What is to prevent a user process from using the trap instruction independently?

Question

The stub routine for a system call switches to kernel mode via a trap instruction. What is to prevent a user process from using the trap instruction independently to switch to kernel mode,and then executing malicious code after the switch?

Answer 1

The trap instruction doesn't simply switch the CPU mode from user to kernel; it actually does the following:

It switches the mode and JUMPS the CPU instruction pointer to a specified interrupt handler that is in the kernel, so technically once you call the trap instruction, your code won't be the one that's getting executed.

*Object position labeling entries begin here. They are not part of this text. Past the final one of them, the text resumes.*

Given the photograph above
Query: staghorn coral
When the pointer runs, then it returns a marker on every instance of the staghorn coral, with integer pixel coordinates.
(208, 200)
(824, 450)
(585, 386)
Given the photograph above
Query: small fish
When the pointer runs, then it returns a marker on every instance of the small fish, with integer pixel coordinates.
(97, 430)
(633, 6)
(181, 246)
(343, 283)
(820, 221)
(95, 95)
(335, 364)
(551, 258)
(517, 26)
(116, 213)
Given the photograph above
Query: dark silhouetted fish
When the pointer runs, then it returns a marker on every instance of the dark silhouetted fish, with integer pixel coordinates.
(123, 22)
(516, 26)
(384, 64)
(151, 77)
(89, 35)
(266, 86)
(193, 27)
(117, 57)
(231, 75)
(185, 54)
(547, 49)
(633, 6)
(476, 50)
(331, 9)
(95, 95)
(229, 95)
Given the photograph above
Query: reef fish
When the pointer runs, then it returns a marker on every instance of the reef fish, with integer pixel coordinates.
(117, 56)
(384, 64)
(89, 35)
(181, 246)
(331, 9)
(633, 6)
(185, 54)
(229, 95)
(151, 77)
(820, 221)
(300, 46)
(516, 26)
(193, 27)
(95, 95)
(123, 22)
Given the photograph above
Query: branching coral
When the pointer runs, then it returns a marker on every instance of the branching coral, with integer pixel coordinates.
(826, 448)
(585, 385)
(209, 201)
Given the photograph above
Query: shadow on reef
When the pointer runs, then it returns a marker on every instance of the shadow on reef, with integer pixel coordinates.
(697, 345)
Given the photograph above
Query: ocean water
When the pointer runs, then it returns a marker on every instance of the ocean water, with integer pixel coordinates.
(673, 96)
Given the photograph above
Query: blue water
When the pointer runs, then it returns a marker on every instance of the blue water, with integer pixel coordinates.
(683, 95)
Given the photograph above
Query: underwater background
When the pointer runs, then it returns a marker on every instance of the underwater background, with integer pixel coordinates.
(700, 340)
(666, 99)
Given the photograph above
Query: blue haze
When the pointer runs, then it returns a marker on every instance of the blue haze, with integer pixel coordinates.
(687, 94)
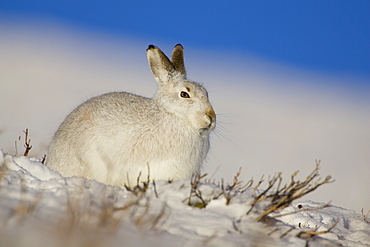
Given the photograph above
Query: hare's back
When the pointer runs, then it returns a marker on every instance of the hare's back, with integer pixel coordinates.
(110, 110)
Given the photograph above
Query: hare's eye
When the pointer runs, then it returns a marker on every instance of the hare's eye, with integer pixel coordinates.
(184, 94)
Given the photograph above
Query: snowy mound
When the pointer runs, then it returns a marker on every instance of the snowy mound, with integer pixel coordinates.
(38, 206)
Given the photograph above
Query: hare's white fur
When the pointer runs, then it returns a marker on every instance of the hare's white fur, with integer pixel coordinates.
(117, 137)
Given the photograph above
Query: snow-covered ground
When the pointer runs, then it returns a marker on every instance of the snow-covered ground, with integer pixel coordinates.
(271, 118)
(39, 206)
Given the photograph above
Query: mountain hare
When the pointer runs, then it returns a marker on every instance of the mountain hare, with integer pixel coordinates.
(120, 138)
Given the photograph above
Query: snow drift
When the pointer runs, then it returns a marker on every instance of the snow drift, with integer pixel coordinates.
(38, 205)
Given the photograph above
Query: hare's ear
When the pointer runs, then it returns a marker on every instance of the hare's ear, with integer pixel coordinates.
(162, 68)
(178, 59)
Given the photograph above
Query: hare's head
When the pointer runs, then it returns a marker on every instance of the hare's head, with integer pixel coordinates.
(185, 99)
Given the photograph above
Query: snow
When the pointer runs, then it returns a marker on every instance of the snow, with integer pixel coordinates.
(38, 206)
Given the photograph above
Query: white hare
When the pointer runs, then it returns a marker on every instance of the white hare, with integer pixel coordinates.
(117, 137)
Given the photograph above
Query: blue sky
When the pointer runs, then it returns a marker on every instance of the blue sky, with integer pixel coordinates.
(324, 36)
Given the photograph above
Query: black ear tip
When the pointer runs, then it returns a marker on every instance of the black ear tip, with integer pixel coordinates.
(151, 47)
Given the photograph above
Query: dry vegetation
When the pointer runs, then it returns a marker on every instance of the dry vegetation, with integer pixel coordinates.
(138, 207)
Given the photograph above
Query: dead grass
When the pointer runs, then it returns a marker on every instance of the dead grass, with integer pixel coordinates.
(280, 196)
(139, 210)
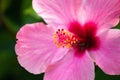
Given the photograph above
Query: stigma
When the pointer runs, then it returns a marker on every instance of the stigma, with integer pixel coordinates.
(64, 38)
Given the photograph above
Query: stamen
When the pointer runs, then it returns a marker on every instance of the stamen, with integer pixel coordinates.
(63, 38)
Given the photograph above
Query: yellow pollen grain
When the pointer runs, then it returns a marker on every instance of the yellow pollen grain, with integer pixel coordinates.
(63, 38)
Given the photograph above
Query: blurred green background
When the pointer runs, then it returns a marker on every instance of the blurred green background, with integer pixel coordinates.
(13, 15)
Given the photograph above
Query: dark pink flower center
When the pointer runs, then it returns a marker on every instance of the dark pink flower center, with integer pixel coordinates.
(79, 37)
(86, 35)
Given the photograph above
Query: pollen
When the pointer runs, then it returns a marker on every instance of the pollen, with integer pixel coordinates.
(63, 38)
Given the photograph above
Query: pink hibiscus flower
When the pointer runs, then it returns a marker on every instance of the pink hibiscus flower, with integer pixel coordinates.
(79, 33)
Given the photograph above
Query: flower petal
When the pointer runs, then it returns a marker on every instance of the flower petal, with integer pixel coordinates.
(36, 49)
(71, 68)
(108, 56)
(57, 12)
(104, 12)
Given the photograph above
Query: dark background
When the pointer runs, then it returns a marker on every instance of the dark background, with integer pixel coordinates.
(13, 15)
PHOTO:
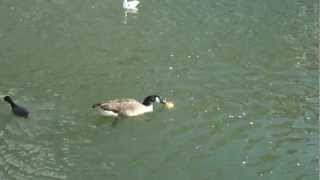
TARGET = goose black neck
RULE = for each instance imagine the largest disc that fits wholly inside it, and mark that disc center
(10, 101)
(147, 102)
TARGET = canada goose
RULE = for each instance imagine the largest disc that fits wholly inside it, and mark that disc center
(130, 5)
(16, 109)
(128, 107)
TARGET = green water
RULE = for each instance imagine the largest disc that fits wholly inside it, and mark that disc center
(243, 76)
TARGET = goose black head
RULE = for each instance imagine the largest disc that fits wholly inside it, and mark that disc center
(152, 99)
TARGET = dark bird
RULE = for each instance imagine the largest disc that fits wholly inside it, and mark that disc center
(16, 109)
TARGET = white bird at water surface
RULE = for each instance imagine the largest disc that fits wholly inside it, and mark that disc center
(130, 5)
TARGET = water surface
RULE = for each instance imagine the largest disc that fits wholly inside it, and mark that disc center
(242, 74)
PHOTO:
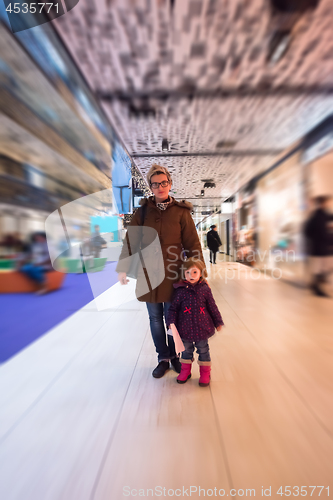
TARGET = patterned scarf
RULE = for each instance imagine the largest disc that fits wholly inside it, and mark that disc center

Let's take the x86 + FreeBSD as an example:
In all operating systems, there's something called interrupt vector which is basically a list of interrupts handlers, if an IO happens, interrupt handler 0xwhatever goes on, if you want to trap the CPU into kernel mode, interrupt handler 0x80 should be called; how does it get called?
int 0x80
Once this is done, CPU will go execute the handler #80(roughly speaking), which in turn will read some certain registers to determine what to do next(typically, you set the type of service you want the kernel to do for you and the parameters in registers).

So here, the only way you can switch to kernel mode is through the int instruction(there are instructions that switch too, in a slightly different manner but the concept holds), you have to specify a certain interrupt so the CPU will jump to the appropriate code and then that code, which is part of the kernel, will do the job it's supposed to do and return to your code AFTER returning mode to user-mode; you can just call int without any number but that won't just transfer the mode into kernel, it'll by default call interrupt handler 0, whatever that may be.

Other operating systems/CPUs would use different instructions but generally, the mechanism is the same.